Il regarde la télé, les feuilletons notamment, organisés en épisodes qui se suivent et construisent une histoire simple mais dont les ressorts peuvent évoluer au gré de l’histoire, généralement longue. Jeune adulte, les feuilletons commencent à se compliquer avec des histoires qui s’imbriquent les unes dans les autres et où tout peut changer à chaque « saison ». Il peut se construire de véritables communautés d’aficionados de telle ou telle série, et le DVD constitue le « nec plus ultra » du visionnage collectif. La télévision intergénérationnelle recule, la spécialisation programmatique s’accompagne d’une multiplication des postes de télévision : souvent dans le salon, on en trouve de plus en plus souvent d’autres, ailleurs dans le logement (cuisine, chambres) où chacun peut suivre son programme préféré.

Le monde autour de lui se transforme, le mur de Berlin est abattu lorsqu’il est jeune enfant, laissant apparaître de nouveaux pays, de nouveaux voisins européens. La Chine devient une puissance, l’Inde se découvre pays autonome. Il découvre à travers des reportages à la télévision mai 68, le rock, les mouvements hippie et punk.

Génération 2001

Un enfant né en 2001 (N-generation, Network Generation, génération Z) n’utilise plus de CD (1982). Le téléphone est portable, et lui permet de se connecter en haut-débit 3G avec son réseau sur une plateforme comme Facebook (dont le nom fait partie de son langage courant comme mp3 ou PS3 –ou DS ou Xbox). L’Internet, pour lui, c’est Google. Microsoft est une entreprise dont il a vaguement entendu parler et qui n’a pour lui pas de lien particulier avec l’ordinateur, un appareil qu’il connaît parce qu’il y en a trois chez lui. À l’école on lui parle de recherche documentaire, de traitement de texte et de messagerie électronique. Lui utilise Google et son réseau pour s’informer, pour écrire des textes. Il pratique beaucoup Youtube et eMule, et correspond avec son entourage surtout par SMS et via Facebook. Il a remplacé l’appareil photo numérique qui faisait la fierté de son père par les fonctions numériques haute définition audio, photo et vidéo de son téléphone.

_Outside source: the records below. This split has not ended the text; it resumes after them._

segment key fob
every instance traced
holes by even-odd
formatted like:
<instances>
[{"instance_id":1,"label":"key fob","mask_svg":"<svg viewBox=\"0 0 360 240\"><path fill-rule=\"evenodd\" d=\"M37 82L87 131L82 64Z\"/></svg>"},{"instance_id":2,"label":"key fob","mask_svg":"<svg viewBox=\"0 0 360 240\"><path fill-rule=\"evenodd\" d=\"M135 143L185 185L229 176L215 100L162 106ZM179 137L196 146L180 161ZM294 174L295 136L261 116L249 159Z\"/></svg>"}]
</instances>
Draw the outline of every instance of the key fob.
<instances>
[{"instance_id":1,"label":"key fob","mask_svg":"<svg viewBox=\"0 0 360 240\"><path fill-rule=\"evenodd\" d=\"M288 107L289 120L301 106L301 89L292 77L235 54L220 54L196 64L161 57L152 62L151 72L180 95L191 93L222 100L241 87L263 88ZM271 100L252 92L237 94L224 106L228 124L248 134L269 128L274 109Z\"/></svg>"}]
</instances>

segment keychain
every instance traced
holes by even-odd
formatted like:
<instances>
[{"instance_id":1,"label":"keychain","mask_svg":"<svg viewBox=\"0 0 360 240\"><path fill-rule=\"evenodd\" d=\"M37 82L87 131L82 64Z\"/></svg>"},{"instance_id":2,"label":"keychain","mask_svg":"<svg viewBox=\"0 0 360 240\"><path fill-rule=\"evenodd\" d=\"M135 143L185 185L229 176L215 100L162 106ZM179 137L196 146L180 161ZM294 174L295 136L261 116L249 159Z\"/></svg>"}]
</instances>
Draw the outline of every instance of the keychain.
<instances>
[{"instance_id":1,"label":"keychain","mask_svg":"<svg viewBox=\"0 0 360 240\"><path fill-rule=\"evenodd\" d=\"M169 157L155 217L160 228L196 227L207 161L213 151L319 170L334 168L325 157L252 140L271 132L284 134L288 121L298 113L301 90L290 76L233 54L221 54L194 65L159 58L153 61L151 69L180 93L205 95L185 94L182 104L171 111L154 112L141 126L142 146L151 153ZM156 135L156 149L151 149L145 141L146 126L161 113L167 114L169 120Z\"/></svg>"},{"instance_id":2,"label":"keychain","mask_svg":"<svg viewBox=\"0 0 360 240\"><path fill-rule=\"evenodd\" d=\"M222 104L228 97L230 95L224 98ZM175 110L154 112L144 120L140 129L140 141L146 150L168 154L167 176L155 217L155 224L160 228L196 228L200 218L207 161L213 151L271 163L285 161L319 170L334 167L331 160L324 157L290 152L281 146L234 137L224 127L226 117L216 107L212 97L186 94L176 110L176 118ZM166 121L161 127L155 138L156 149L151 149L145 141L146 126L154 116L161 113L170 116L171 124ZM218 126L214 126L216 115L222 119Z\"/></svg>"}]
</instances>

La télévision, il la regarde encore, mais moins que ses parents. Il n’apprécie pas de rester passif devant un écran. Les séries TV sont la norme, souvent de grandes fresques sociales où sont mises en histoire les vies d’analogues (jeunes, étudiants, jeunes adultes…) qui caractérisent un « style » et permettent souvent de revendiquer une appartenance communautaire, ou bien des secteurs professionnels souvent mis en scène de manière dramatique (justice : policiers, police scientifique, avocats, juges ; santé : hôpitaux, médecine légale). Ces séries sont souvent conçues par leurs créateurs comme un support générationnel, constitué notamment autour de codes vestimentaires, langagiers, musicaux, culturels. La télévision n’est d’ailleurs pas le seul dispositif où la série se donne à voir. L’écran existe sous différents formats et est disponible en différents lieux, y compris avec soi, en toutes occasions.

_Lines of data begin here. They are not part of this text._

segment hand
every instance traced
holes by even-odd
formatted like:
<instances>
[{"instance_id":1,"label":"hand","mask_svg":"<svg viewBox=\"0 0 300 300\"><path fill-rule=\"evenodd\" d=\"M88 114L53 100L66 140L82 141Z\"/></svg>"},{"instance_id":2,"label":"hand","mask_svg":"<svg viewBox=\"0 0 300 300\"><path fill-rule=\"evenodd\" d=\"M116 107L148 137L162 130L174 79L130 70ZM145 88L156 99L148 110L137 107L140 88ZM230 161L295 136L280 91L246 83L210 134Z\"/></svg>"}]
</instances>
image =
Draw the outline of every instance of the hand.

Le jeune donne son avis et prend celui de ses amis avant de faire quelque chose. Il aime la publicité qu’il prend plaisir à détourner. Le magasin physique fait pour lui partie du mobilier urbain, mais l’achat de produits et services est largement dématérialisé. Il ne comprend pas pourquoi ses enseignants ont besoin de réfléchir et d’écrire avant d’entamer une tâche, et ses parents ne comprennent pas mieux comment il peut retenir ses leçons tout en écoutant des mp3, en lisant un SMS et tenant quatre conversations simultanées en « chat » avec des partenaires de jeux en ligne répartis sur la planète.

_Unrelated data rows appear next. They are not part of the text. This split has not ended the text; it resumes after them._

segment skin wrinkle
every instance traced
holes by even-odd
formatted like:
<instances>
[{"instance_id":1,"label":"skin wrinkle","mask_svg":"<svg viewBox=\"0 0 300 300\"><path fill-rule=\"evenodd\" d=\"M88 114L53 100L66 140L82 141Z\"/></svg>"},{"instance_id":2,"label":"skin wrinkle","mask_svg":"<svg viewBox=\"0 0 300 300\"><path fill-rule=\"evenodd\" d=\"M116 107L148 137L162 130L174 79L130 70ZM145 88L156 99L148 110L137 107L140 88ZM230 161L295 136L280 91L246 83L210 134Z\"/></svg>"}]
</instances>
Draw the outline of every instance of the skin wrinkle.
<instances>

Trop jeune encore pour avoir une conscience politique, les programmes de télévision évoquant les générations passées ne l’intéressent pas. Ce qu’il veut, c’est jouer. Le monde est de toute façon devenu trop complexe pour être compris en deux clics et trois vidéos. L’Europe est un condensé de ce qui se passe dans le monde : solidaire et désunie, sociale et déséquilibrée, technologique et frileuse, pleine de promesses mais incapable d’inspirer la confiance.